It can be both a terrifying and liberating feeling: that of having absolutely nothing to lose.
When you walk around the Toronto Maple Leafs dressing rooms over the last few days, either at the Air Canada Centre or their practice facility in nearby Etobicoke, you're struck by the remarkably loose atmosphere and state of mind. Save for the odd losing streak here and there, this has been the case throughout the season for this young Leafs team. And as they enter their first playoff series as part of a quickly accelerated rebuild, the first playoff series for as many as 11 players, nothing has changed. Even faced with the daunting prospect of having to play the President's Trophy-winning Washington Capitals, the consensus pick as Stanley Cup favorites, the Leafs are staying upbeat and savoring the moment that is their first playoff experience.
"These playoff years don't come around every year," said defenseman Morgan Rielly. "So when they do, you want to make the most of it."
Don't think for a second however that the Leafs are simply happy to be invited to the dance. Even though pundits are giving them little chance to upset the Capitals, there is the belief inside the locker room that they can perhaps surprise some people.
"We just want to go out and try and assert our game early in the series, two things that we do well," said defenseman Connor Carrick. "And put some doubt in any team we play that we can steal one from them."
It's the same attitude that carried them through the regular season, one that surprised the hockey world after the Leafs finished dead last in the NHL last season and experienced a significant, 26-point improvement.
"When we've come this far, we're not going to be satisfied with anything but trying to move on and trying to win games," said forward James van Riemsdyk, who has 46 games of playoff experience to his name. "So we're not just happy to be here. We want to make our mark and play as well as we can."
That would mean continuing as one of the NHL's highest-scoring teams with one of the league's best power plays. So much of who this Leafs team is off the ice translates into how it plays on it: fast, loose and always with a smile on their face.
Nineteen-year old Calder trophy possibility Mitch Marner, born in the greater Toronto area, thinks his first playoff experience will mean "A lot of excitement, real fun" and adds that he thinks the whole city is behind them.
And that may be. This will be the Leafs' first playoff appearance since 2013 and their first after a full, 82-game regular season since 2004.

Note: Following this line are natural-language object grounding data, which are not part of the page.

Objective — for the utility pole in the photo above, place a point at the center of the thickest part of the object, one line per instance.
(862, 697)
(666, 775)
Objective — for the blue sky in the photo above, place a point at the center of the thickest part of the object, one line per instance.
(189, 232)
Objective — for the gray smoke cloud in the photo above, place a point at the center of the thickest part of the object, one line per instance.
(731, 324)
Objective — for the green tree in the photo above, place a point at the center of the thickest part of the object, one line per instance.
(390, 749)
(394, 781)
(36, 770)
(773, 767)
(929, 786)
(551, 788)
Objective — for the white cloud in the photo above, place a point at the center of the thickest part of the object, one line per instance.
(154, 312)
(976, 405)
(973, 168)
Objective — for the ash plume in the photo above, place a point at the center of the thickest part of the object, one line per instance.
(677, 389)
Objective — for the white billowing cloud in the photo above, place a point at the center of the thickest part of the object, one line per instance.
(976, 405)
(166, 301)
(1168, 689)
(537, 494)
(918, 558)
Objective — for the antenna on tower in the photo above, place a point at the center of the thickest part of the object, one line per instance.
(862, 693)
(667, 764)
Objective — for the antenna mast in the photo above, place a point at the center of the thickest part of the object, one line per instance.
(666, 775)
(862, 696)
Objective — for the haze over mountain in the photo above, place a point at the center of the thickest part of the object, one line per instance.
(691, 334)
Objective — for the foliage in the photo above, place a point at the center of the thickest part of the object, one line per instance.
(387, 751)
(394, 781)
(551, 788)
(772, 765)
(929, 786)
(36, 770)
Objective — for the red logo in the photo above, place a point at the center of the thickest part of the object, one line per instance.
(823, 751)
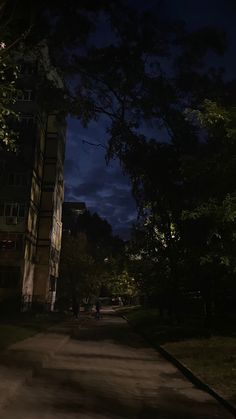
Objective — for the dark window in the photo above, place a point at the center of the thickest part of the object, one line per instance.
(52, 283)
(14, 209)
(9, 276)
(11, 241)
(17, 179)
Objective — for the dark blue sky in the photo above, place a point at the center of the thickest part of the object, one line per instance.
(103, 188)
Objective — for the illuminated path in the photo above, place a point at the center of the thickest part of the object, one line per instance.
(106, 371)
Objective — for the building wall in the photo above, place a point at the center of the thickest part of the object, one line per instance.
(31, 196)
(50, 226)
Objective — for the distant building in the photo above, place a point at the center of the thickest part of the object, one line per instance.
(31, 197)
(71, 212)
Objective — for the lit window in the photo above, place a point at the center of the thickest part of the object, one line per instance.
(25, 96)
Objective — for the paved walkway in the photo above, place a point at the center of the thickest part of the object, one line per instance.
(106, 372)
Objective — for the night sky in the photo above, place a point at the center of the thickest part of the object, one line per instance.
(105, 189)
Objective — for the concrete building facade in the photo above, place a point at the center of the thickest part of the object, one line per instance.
(31, 197)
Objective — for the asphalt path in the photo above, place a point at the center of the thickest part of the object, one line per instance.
(106, 371)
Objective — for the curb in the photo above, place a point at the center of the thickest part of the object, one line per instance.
(188, 373)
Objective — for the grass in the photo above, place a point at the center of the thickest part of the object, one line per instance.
(213, 360)
(209, 353)
(14, 328)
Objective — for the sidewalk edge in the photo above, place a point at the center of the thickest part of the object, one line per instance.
(189, 374)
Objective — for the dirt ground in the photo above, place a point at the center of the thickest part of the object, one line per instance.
(106, 371)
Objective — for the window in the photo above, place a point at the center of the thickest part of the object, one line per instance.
(28, 69)
(9, 276)
(52, 283)
(25, 95)
(26, 121)
(12, 209)
(11, 241)
(17, 179)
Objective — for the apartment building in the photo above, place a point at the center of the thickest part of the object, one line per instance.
(31, 197)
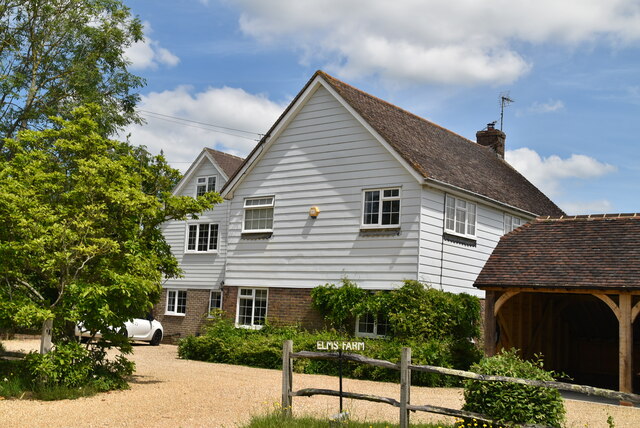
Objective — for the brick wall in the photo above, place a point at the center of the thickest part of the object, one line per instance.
(285, 306)
(176, 326)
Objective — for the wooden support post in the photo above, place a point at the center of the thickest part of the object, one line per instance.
(405, 387)
(287, 377)
(45, 339)
(489, 324)
(626, 344)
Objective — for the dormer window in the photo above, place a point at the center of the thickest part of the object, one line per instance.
(460, 217)
(205, 184)
(512, 222)
(202, 238)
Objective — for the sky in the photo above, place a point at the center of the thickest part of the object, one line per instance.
(219, 73)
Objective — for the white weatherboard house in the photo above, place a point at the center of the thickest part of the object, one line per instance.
(200, 247)
(347, 185)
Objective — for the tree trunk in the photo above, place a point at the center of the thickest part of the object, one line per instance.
(45, 340)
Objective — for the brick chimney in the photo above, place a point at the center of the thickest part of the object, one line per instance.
(493, 138)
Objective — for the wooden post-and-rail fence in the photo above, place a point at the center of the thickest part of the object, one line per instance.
(405, 367)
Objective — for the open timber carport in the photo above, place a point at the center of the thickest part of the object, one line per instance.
(569, 288)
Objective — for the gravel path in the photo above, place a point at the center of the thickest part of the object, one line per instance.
(169, 392)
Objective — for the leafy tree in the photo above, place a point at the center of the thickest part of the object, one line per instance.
(80, 220)
(56, 55)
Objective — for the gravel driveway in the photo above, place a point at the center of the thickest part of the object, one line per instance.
(169, 392)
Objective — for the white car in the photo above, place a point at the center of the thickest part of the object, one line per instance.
(145, 330)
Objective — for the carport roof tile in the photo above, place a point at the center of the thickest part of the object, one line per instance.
(586, 252)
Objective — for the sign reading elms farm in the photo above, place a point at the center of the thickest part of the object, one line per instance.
(337, 345)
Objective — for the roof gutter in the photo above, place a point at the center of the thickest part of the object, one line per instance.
(441, 185)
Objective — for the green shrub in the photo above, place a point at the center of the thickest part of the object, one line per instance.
(223, 343)
(514, 403)
(415, 311)
(71, 365)
(339, 304)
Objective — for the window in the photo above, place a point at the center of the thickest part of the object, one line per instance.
(252, 307)
(460, 216)
(205, 184)
(381, 208)
(511, 222)
(215, 300)
(370, 325)
(176, 302)
(202, 237)
(258, 214)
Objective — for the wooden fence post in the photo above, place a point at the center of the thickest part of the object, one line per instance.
(405, 386)
(287, 377)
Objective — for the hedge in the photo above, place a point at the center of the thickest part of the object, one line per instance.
(222, 342)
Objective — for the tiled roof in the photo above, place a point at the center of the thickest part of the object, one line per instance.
(227, 162)
(442, 155)
(592, 252)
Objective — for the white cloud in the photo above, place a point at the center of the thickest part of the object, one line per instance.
(149, 54)
(183, 141)
(590, 207)
(547, 173)
(430, 41)
(548, 107)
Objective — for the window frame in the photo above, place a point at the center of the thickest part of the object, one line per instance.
(376, 323)
(246, 208)
(512, 221)
(206, 183)
(456, 207)
(253, 325)
(381, 201)
(197, 243)
(211, 292)
(176, 298)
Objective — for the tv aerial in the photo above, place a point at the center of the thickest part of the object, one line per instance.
(505, 100)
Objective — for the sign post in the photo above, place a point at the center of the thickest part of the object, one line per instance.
(339, 346)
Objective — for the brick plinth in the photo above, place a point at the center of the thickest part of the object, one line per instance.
(285, 306)
(176, 326)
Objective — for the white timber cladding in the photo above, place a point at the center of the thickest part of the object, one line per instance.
(201, 269)
(324, 157)
(454, 266)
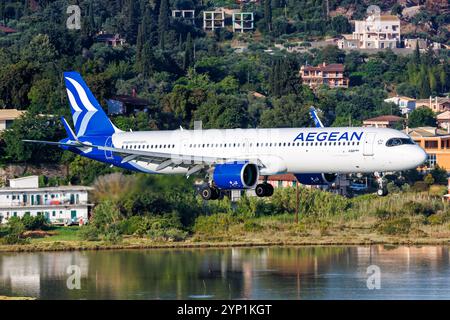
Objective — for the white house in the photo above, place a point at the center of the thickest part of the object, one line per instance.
(60, 205)
(7, 117)
(405, 104)
(377, 32)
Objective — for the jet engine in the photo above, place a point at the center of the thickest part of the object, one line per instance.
(235, 175)
(316, 178)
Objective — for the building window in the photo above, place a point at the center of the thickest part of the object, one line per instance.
(431, 161)
(431, 144)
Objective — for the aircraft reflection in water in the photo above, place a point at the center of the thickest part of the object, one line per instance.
(255, 273)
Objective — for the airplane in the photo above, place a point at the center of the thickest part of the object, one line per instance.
(234, 158)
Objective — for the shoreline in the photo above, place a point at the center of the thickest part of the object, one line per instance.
(97, 246)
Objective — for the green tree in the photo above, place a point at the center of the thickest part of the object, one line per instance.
(428, 179)
(421, 117)
(163, 22)
(287, 112)
(31, 126)
(222, 111)
(148, 61)
(188, 52)
(268, 14)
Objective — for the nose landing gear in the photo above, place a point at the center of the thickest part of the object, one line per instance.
(264, 189)
(382, 189)
(211, 193)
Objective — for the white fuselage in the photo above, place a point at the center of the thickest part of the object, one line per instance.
(293, 150)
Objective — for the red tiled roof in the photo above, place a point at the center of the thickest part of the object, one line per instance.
(7, 29)
(333, 67)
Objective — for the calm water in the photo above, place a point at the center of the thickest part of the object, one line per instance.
(240, 273)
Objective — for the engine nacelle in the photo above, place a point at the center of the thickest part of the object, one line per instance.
(316, 178)
(236, 175)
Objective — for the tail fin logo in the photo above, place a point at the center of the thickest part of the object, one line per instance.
(89, 119)
(85, 102)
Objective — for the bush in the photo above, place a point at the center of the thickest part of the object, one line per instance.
(105, 224)
(171, 234)
(416, 208)
(14, 230)
(215, 223)
(90, 233)
(252, 226)
(420, 186)
(396, 226)
(437, 219)
(34, 223)
(383, 214)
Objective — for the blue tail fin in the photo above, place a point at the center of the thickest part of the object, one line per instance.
(88, 116)
(315, 117)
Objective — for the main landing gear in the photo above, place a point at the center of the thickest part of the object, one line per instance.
(264, 189)
(382, 189)
(211, 193)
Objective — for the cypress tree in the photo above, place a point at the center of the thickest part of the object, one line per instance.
(139, 46)
(268, 14)
(163, 22)
(188, 52)
(2, 11)
(416, 57)
(131, 21)
(147, 61)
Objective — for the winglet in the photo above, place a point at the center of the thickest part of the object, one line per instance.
(70, 134)
(315, 117)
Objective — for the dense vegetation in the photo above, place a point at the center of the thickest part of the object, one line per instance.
(158, 209)
(189, 75)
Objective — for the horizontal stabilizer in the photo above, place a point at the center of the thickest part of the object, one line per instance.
(75, 144)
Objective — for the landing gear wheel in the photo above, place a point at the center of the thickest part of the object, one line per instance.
(269, 190)
(206, 193)
(260, 190)
(264, 190)
(382, 190)
(215, 193)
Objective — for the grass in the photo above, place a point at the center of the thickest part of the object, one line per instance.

But perhaps because of those facts, many in the hockey world are not behind the Leafs. This first round series is something of a David vs. Goliath matchup. The Capitals scored more goals than the Leafs, have a much more stable blue line (especially after defenseman Nikita Zaitsev, who was second among position players in average time on ice this season, was ruled out of game one with an upper body injury), have a Vezina Trophy-winning goalie between the pipes and have the kind of playoff experience many on the Leafs could only dream of having.
The Leafs are being cast as underdogs, and they're happy to have that role. After all, it's one they've largely had all season.
"It's a big year for [the Capitals]," said Carrick with a knowing grin. "A lot on the line."
There is an inherent pressure on the Capitals that players like Carrick and the entire Leafs roster will look to, ahem, capitalize on. Being in an underdog role allows you to play without fear or restrictions, something the Leafs have done all season.
"I think we are underdogs," said Leafs head coach Mike Babcock. "Someone texted me this last night: ESPN, on their panel of experts, everyone had us missing the playoffs. We're in the playoffs, so who cares? I've been the underdog lots and won. I've been the President's Trophy winner and lost in the first round – fifth best record of all time with 58 wins, and lost in the first round to Edmonton. When I coached in Anaheim, we beat the Detroit Red Wings. We swept them in the first round. I think that was in '03, and they had just won the Cup. So go there and play, and play right, and we'll see what happens.
"That's the best thing about hockey, the competitiveness," added Marner, who admits he's looking forward to playing a skilled team like the Capitals.
Others, like Carrick, are not fretting too much about how much talent the Capitals have. After the final regular season game last Sunday, Carrick expressed serious desire to get right back out on the ice as soon as possible. He's not overplaying the talent on the Capitals in his head.
"It's inertia. It makes them like everybody else," he said.
If the pundits are to be believed, the experience in the 2017 Stanley Cup playoffs will be a short one for the Leafs. But that doesn't mean they're not going to enjoy it while it lasts.